Dauphine aveva preso il controllo delle economie famigliari a seguito di un colpo apoplettico che aveva immobilizzato Jean su una sedia a dondolo, impossibilitandolo a comunicare in alcun modo con i suoi cari (e con chiunque a dirla tutta). Dell’uomo autoritario che fu non era rimasto che lo sguardo. I suoi due piccoli occhi dalla sclera giallognola, seppelliti fra le palpebre cadenti, avevano assunto una perenne espressione incattivita dall’impossibilità di poter impartire ordini, abitudine di tutta una vita.

Neppure Hélène riuscì a sposarsi dopo essersi compromessa con un giovane universitario di una famiglia benestante del nostro villaggio, che a tutto pensava meno che ad accasarsi. Egli dopo l’estate dell’affaire ritornò a Parigi per non farsi più vedere. La sua natura dolce e remissiva ritrovò nel padre paralitico una conca in cui riversare affetto e cure amorevoli, e per la prima e unica volta uno di noi figli lo amò sinceramente, con tutto il cuore.

Potrei affermare con sicurezza che Hélène è l’unica della mia famiglia che avrebbe meritato la felicità, ma è noto che la vita è ancora più ingiusta con chi possiede un animo incorruttibile. D’altronde io l’ho sempre ammirata senza mai amarla veramente, era di una pasta troppo diversa dalla mia, e la sua sorte, per quanto infelice, non mi intenerì mai più di tanto.

Dauphine, che la solitudine e lo stigma sociale avevano reso più furba e navigata, aveva chiaro che tutti i soldi che ricevevo li utilizzavo non per studi e dottorati. Di punto in bianco quindi, senza nessun avvertimento, mi ritrovai povero. Ma considerato la vita sgangherata che conducevo questa povertà non si esauriva in una semplice rinuncia a qualche frivolezza, bensì nell’essere privo delle necessità primarie, come il cibo e un tetto sotto cui ripararsi. Ovviamente tutto questo tragico susseguirsi di eventi non ha certo mutato le mie idee e la mia quotidianità, se così vogliamo chiamarla, e semplicemente vivevo alla giornata, passando da amico in amico.
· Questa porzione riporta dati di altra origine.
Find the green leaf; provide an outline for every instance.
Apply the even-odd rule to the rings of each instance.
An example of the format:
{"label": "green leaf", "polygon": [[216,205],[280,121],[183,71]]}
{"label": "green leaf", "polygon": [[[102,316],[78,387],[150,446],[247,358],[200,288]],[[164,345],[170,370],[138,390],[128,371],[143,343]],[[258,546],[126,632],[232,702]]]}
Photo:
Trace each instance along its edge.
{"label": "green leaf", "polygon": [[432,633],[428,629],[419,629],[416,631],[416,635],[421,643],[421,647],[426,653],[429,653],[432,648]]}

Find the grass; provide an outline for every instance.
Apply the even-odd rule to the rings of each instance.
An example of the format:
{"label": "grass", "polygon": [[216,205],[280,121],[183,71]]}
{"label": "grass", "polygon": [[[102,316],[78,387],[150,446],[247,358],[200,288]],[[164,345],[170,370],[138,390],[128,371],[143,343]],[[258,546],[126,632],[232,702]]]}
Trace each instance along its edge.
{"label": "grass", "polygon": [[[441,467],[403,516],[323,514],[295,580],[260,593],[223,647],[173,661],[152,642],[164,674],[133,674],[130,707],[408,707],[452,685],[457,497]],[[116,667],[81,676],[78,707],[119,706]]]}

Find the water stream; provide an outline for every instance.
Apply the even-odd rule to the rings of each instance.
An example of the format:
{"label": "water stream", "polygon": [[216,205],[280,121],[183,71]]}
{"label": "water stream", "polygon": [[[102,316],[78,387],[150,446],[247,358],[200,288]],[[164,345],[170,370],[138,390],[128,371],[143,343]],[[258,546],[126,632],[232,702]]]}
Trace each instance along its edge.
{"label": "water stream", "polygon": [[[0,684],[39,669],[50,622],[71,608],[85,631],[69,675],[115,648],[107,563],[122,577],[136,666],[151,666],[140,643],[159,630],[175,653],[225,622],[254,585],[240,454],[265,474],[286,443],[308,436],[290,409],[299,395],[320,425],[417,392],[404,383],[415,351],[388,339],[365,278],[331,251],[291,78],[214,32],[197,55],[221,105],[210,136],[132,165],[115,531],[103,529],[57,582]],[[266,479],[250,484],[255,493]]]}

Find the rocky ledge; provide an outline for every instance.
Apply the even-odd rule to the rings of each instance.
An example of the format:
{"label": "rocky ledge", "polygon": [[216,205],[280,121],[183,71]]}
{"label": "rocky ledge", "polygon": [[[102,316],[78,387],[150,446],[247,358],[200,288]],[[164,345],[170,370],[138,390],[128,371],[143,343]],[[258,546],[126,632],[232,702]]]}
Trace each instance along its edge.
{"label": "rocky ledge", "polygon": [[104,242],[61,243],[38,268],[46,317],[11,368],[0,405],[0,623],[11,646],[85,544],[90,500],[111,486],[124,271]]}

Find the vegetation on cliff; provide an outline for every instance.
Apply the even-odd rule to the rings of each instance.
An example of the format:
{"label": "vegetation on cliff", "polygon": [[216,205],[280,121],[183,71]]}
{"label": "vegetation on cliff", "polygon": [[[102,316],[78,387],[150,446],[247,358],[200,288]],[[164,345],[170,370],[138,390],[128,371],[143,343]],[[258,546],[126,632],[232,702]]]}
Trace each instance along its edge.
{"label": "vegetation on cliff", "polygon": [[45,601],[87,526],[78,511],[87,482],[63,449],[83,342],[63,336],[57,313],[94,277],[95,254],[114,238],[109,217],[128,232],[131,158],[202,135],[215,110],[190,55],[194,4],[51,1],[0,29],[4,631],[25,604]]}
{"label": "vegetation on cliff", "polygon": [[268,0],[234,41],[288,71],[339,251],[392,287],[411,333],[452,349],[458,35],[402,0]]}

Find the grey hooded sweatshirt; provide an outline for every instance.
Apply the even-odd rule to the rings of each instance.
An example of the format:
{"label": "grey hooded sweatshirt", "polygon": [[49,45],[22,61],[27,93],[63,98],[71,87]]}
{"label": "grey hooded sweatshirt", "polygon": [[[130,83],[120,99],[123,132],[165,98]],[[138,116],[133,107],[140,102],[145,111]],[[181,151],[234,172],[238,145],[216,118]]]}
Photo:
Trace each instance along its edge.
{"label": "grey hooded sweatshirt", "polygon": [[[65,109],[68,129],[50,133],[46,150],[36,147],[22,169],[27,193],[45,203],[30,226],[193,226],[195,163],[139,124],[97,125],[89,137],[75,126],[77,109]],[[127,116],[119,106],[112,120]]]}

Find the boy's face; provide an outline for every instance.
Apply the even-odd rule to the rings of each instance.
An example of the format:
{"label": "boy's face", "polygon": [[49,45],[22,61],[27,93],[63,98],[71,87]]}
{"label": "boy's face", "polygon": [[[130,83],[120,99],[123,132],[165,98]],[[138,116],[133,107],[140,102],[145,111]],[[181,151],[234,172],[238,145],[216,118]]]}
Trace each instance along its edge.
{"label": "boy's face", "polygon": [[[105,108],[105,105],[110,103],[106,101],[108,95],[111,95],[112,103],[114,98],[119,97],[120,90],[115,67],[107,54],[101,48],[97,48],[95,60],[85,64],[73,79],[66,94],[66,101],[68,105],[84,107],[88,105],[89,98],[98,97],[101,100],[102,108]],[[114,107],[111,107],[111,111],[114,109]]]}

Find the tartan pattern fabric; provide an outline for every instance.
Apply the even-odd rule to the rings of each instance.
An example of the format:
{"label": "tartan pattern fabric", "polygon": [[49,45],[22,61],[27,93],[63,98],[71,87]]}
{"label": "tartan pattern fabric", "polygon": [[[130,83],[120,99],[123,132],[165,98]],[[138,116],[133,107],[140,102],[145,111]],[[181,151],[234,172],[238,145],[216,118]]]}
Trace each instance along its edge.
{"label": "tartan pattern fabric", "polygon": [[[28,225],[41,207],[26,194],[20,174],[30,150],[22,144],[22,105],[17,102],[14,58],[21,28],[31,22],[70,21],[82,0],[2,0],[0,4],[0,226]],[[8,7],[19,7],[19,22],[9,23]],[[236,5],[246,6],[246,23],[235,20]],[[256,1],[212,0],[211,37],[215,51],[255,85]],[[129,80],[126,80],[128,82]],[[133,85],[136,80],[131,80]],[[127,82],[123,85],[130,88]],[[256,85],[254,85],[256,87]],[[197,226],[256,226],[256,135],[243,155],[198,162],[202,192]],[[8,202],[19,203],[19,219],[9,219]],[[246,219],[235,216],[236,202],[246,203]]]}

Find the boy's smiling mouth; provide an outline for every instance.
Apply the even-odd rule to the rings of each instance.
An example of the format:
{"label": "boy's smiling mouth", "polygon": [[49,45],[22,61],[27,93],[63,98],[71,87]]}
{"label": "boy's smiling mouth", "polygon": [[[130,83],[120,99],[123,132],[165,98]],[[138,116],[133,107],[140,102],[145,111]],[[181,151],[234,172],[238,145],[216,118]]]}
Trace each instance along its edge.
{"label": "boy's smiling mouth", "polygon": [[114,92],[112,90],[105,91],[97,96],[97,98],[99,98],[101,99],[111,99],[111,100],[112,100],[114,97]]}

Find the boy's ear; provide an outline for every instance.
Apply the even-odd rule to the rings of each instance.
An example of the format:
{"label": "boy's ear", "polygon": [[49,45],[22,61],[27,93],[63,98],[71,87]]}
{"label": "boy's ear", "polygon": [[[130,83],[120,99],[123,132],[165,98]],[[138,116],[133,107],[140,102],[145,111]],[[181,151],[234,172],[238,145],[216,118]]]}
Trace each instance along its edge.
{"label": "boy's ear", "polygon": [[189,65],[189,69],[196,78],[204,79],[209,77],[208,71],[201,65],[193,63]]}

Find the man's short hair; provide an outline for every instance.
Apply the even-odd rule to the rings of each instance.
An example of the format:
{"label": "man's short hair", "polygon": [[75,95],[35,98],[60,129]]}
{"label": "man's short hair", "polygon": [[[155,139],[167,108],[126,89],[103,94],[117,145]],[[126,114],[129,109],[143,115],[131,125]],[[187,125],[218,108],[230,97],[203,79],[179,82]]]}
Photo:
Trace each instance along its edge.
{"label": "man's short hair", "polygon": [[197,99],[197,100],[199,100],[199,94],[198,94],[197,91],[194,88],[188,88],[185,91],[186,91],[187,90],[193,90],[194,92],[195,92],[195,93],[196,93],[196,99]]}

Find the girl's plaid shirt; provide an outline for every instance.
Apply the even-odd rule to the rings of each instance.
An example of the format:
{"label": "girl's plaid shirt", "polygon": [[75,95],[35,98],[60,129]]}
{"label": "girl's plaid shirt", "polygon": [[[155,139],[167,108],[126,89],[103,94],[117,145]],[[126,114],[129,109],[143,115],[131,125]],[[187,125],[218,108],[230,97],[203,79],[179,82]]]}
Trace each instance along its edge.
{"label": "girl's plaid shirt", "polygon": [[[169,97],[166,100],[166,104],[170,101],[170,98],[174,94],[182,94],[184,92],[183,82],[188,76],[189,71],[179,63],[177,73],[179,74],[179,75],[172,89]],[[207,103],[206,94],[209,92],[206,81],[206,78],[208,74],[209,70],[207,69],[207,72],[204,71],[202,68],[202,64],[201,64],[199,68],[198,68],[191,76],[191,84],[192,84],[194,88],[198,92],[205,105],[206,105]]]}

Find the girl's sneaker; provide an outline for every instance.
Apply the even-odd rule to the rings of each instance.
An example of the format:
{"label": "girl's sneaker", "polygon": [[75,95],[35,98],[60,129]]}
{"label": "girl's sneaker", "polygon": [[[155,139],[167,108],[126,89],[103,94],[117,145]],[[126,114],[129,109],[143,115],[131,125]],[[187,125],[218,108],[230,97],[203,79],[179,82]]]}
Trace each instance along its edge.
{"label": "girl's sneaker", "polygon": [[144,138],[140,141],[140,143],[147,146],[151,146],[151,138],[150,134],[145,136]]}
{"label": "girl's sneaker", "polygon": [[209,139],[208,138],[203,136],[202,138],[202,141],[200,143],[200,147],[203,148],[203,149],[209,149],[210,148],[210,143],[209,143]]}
Potrei dilungarmi lungamente su come ho passato i miei anni parigini, che vanno dal 1823 al 1839 (anno dell’evento che ha stravolto la mia esistenza) ma poi perderei di vista il mio scopo, ossia raccontarvi la seconda parte della mia vita, la più stravagante.

Quindi, dove ero rimasta: era un pomeriggio inoltrato dell’agosto del 1839, e stavo entrando nell’appartamento del mio caro amico Emanuel Karr.